In 1982 they were married. Howard had three children from his first marriage, and a fourth child entered the family when they adopted Benjamin from Taiwan in 1986. Their family grew again when Ben, after a decade of pleading, talked his parents into getting a large shedding golden retriever. The extended family grew yet again in 2006 when Howard’s oldest son and his wife had Oscar Bernard, the first grandchild.

Howard and Ellen remained professional collaborators for a number of years. They co-authored numerous papers and were co-PIs on several grants. Because Howard and Ellen shared a work ethic, interests, and writing styles, the collaborations were surprisingly seamless.  That said, Ellen focused more on analysis, Howard on synthesis. For example, in their studies of metaphor and irony, Ellen dissected the processes involved in each form of understanding, while Howard pondered the relationships among various forms of figurative language.

By the middle 1980s, their intellectual paths began to diverge. Howard ventured into educational issues and, ultimately, into studies of professional ethics, while Ellen remained in the experimental psychology fold. But even when their work took different directions, they always read and still do read each others’ work, and are often each other’s harshest critics.

Ellen and Howard’s professional and marital success is probably due in part to the great many things they have in common. They both went to Harvard for undergraduate and graduate study and both worked with Roger Brown. Both had a strong interest in the arts and wanted to study how psychology could illuminate the arts. Both were taken with the work of Nelson Goodman, the founder of Project Zero, and Rudolf Arnheim, an inspiring mentor to both. They also shared a common heritage: Howard’s parents were Jewish refugees from Nazi Germany; Ellen’s father was a Jewish refugee from Nazi-occupied Czechoslovakia. They were both eldest children (Howard had an older brother who died in a freak accident before Howard was born) and both had a younger sister. Both are inveterate readers and eager writers. They find the same things funny.

But there were also striking differences and some ironies. Howard is color blind and lacks depth perception due to a “lazy eye” (he is a bit cross-eyed), yet he chose to write his dissertation on children’s perception of style in painting. His favorite 20th century artist is the color field painter Mark Rothko — and yet every morning Ellen has to tell Howard if his clothes match. Ellen is a little tone-deaf (she cannot carry a tune), yet is studying the effect of music training on children’s brain and cognitive development.

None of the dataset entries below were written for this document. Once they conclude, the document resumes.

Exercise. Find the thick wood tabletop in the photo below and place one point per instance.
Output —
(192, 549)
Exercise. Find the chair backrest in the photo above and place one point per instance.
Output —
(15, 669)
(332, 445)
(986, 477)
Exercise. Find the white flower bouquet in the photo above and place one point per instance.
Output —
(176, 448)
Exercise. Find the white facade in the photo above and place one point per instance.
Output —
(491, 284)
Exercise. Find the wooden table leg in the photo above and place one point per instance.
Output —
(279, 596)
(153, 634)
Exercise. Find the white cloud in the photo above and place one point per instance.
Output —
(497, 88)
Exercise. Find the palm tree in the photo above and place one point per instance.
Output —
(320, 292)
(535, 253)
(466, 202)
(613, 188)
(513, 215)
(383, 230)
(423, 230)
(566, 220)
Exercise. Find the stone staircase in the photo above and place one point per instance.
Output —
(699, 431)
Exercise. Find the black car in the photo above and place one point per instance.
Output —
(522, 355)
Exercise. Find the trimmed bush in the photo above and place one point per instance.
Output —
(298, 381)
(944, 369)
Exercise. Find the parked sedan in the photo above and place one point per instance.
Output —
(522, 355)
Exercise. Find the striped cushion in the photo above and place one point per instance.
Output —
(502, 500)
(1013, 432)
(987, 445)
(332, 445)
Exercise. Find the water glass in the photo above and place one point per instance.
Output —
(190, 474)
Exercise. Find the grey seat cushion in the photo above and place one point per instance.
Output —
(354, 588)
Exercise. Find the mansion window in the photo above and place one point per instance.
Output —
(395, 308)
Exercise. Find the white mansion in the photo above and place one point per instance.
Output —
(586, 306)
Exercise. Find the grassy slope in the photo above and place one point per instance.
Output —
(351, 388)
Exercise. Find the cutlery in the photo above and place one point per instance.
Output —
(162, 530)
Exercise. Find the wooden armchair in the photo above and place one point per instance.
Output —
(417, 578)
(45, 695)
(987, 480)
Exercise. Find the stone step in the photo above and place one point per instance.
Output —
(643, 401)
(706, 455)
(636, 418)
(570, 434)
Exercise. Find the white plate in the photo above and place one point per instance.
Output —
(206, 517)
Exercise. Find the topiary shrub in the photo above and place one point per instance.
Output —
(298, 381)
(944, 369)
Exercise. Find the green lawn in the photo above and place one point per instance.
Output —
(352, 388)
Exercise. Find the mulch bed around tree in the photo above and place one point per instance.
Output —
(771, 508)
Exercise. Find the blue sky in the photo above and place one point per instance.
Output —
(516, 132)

Someone once said to Howard that it must be so interesting for their son Ben to listen to dinner table conversations between his two parents who study intriguing topics like intelligence, giftedness, creativity, and imagination. “Right,” he responded, “The typical dinner table conversation:  ‘I’m exhausted.’  ‘You have no idea what kind of day I had.’ ‘How come there is no food in the house?’  ‘Wasn’t it your turn to get the groceries?’  ‘I don’t care what you say, it’s time to send this paper out.’”


I love this article! Really puts a smile on my face. I am a teacher in Texas and EC-6 certified. I heard about Dr. Gardner for the first time in college and his theory of Multiple Intelligences and it just sets me free! I found some validation about myself as a person & a learner with this theory – I also bring this understanding into my classroom daily & it drives how I deliver a lesson to my kiddos, how I assess them; honestly, it drives a lot in my classroom. It makes me see every child as unique; almost as God sees them. I try to teach every child individually based on their intelligence….I was searching more about Dr. Gardner after over a decade of me learning the life changing theory when I came across this article. Really lovely; beautiful in every way. Thank you for sharing this; I love the love between him and his wife.